I was holding onto a vinyl copy of David Bowie’s Young Americans in 1975; the answer was “No.”
It wasn’t until Fleetwood Mac’s Rumours came out in 1977 did I get my own copy of something; I got an 8-track copy. We always had a turntable but that was for Doris Day and Tony Bennett.
But the greatness was between 1974 and 1977, which is when the sound crept into my heart. I say heart because it was that visceral feeling of sheer joy… kind of like the first time I heard Eddie Kendrick’s falsetto voice that sprang from my hand held transistor radio.
I remember hearing such gems as TSOP (The Sound of Philadelphia) – MFSB featuring The Three Degrees for the first time. Music changes us; it awakes something within us leaving us wanting more. I was also listening to things like Amateur Hour by Sparks and Bowie down the street at Jackie’s house, she was about 5 years older , I’m sure I was annoying to a certain degree but I couldn’t get enough. It was magical.

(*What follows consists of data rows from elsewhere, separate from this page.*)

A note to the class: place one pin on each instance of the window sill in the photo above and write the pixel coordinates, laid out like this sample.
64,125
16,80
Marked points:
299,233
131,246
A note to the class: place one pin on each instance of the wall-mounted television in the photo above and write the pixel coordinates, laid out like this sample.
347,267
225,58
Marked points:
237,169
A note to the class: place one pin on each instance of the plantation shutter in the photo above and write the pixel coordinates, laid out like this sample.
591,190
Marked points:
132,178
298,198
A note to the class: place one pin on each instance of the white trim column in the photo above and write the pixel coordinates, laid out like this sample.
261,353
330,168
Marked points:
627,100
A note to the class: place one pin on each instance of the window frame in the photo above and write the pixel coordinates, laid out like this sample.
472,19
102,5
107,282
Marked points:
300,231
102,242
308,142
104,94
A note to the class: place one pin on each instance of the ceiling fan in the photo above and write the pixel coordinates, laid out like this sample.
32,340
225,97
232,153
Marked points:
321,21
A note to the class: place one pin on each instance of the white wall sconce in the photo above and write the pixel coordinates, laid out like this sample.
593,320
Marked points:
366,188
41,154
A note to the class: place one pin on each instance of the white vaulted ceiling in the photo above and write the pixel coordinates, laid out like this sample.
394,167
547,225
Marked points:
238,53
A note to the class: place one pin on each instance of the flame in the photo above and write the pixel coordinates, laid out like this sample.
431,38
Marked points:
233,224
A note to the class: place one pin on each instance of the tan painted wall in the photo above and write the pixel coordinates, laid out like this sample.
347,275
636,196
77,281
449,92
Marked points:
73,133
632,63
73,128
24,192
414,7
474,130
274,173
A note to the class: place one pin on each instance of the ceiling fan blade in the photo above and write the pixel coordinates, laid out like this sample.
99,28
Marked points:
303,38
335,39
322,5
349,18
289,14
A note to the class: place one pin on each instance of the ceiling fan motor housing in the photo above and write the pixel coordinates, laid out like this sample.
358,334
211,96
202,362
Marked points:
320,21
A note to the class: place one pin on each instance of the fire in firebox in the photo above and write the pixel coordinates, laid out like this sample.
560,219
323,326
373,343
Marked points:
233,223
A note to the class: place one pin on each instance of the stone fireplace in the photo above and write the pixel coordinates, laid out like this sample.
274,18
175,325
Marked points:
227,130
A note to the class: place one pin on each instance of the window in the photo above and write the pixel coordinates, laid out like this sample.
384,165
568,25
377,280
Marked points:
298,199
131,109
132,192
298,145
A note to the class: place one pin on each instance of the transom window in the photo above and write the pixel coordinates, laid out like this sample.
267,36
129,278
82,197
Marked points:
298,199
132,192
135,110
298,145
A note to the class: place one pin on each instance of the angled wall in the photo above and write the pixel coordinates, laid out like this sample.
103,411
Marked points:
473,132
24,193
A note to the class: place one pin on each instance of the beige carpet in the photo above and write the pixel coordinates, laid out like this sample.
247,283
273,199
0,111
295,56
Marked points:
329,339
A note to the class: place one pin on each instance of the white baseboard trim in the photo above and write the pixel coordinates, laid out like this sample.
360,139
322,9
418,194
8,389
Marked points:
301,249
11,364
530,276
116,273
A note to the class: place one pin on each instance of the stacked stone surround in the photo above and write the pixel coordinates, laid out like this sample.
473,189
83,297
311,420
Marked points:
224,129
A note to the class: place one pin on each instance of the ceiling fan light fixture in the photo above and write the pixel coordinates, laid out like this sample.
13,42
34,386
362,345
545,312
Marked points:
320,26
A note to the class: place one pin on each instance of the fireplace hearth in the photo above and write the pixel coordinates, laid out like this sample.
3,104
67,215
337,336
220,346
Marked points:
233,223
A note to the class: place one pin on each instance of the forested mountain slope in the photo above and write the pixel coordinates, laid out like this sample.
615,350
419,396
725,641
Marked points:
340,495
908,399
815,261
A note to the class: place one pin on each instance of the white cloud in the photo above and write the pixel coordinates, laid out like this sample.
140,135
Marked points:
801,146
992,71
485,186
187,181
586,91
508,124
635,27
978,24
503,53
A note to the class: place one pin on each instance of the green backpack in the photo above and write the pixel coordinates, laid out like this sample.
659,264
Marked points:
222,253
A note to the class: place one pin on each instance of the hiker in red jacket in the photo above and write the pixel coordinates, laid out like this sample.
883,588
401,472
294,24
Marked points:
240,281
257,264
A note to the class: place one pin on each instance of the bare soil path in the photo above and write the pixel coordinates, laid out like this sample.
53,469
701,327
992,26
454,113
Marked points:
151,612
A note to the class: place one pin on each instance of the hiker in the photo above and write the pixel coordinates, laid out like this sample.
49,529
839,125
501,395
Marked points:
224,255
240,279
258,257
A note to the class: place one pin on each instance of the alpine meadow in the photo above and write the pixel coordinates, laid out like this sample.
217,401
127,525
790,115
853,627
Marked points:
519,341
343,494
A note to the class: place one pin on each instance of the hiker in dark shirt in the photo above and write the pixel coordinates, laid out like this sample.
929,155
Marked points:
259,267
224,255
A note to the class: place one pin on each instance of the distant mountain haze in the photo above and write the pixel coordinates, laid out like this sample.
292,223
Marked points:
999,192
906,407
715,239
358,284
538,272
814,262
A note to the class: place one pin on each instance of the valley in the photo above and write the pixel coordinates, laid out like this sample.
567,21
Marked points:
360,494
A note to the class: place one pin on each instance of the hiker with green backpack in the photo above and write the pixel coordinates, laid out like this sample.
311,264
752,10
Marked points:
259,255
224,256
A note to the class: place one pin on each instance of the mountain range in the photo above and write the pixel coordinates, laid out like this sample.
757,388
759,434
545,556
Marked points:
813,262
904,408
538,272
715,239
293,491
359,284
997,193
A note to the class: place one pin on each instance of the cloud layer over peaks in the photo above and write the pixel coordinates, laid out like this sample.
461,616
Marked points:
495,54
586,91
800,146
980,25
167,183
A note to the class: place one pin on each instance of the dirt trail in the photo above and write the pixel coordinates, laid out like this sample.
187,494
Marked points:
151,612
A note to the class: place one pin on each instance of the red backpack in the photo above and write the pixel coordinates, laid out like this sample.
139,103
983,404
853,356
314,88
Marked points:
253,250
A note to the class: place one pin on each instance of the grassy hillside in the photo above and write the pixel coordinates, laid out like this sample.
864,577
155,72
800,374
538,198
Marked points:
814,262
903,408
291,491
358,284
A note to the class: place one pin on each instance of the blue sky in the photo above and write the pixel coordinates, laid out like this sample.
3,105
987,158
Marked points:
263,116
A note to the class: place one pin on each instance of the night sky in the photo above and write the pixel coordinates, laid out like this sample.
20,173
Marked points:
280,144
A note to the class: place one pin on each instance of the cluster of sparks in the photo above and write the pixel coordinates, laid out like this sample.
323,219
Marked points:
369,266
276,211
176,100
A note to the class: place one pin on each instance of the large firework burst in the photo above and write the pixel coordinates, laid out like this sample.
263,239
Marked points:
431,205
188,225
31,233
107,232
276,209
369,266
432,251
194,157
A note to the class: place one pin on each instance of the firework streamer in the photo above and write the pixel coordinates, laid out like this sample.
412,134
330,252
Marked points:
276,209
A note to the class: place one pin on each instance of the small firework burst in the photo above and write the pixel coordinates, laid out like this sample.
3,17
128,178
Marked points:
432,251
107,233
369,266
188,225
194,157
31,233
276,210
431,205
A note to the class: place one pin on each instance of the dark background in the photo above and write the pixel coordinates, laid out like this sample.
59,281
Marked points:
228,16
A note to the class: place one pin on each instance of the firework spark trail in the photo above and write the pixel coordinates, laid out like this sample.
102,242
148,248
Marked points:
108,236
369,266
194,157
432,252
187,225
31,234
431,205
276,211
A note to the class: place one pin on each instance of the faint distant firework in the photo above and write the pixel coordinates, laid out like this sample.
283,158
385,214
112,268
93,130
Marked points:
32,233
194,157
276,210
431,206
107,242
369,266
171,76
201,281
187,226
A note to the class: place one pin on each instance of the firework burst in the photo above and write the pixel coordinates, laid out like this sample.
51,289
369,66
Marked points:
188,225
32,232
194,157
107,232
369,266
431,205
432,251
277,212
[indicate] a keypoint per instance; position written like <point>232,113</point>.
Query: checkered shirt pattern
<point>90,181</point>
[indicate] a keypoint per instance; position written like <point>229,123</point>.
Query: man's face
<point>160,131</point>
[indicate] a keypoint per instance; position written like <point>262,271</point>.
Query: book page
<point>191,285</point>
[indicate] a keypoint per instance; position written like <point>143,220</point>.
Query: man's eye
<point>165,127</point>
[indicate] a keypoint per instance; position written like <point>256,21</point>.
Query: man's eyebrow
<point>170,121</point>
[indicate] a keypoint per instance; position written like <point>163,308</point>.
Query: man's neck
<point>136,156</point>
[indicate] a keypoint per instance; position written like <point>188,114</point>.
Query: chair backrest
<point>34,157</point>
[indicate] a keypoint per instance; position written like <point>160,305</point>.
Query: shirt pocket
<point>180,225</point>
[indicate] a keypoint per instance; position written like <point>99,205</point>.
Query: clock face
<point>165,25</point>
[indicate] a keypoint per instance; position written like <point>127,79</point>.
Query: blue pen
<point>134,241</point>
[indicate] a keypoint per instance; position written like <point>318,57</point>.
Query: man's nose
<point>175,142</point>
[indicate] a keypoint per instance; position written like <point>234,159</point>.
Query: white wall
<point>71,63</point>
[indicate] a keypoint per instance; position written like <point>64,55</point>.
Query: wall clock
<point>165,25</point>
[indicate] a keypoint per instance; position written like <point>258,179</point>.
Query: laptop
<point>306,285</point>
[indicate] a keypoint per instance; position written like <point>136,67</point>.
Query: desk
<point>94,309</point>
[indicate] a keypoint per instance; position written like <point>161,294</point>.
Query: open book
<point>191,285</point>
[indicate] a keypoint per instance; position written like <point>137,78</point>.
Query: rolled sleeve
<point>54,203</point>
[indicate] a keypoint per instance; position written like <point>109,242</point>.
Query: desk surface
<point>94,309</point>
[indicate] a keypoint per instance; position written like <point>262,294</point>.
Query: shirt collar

In 1977 I left home and moved to Portland, OR. I was 17. The Rafters was the over 21 crowd and Mildred’s Palace was the younger gay crowd. More here at Mildreds Palace.
I found my queer family and never looked back. A couple years later I moved to Seattle and started working at Tugs on 1st Avenue, I was 19. I had to get a special entertainers license from the City of Seattle. The rule was I had to be at Tugs 15 minutes before my shift and had to be out at 15 minutes after my shift. No exceptions. I also helped out at Electric Canary Record Pool.” I definitely remember you in the office with Dana, because we’d all come and hang out and talk music for hours and hours, and Dana NEVER turned down free help.” It was grand, all those wonderful gay men embraced me and I got lessons in everything which is another story, N’est-ce pas?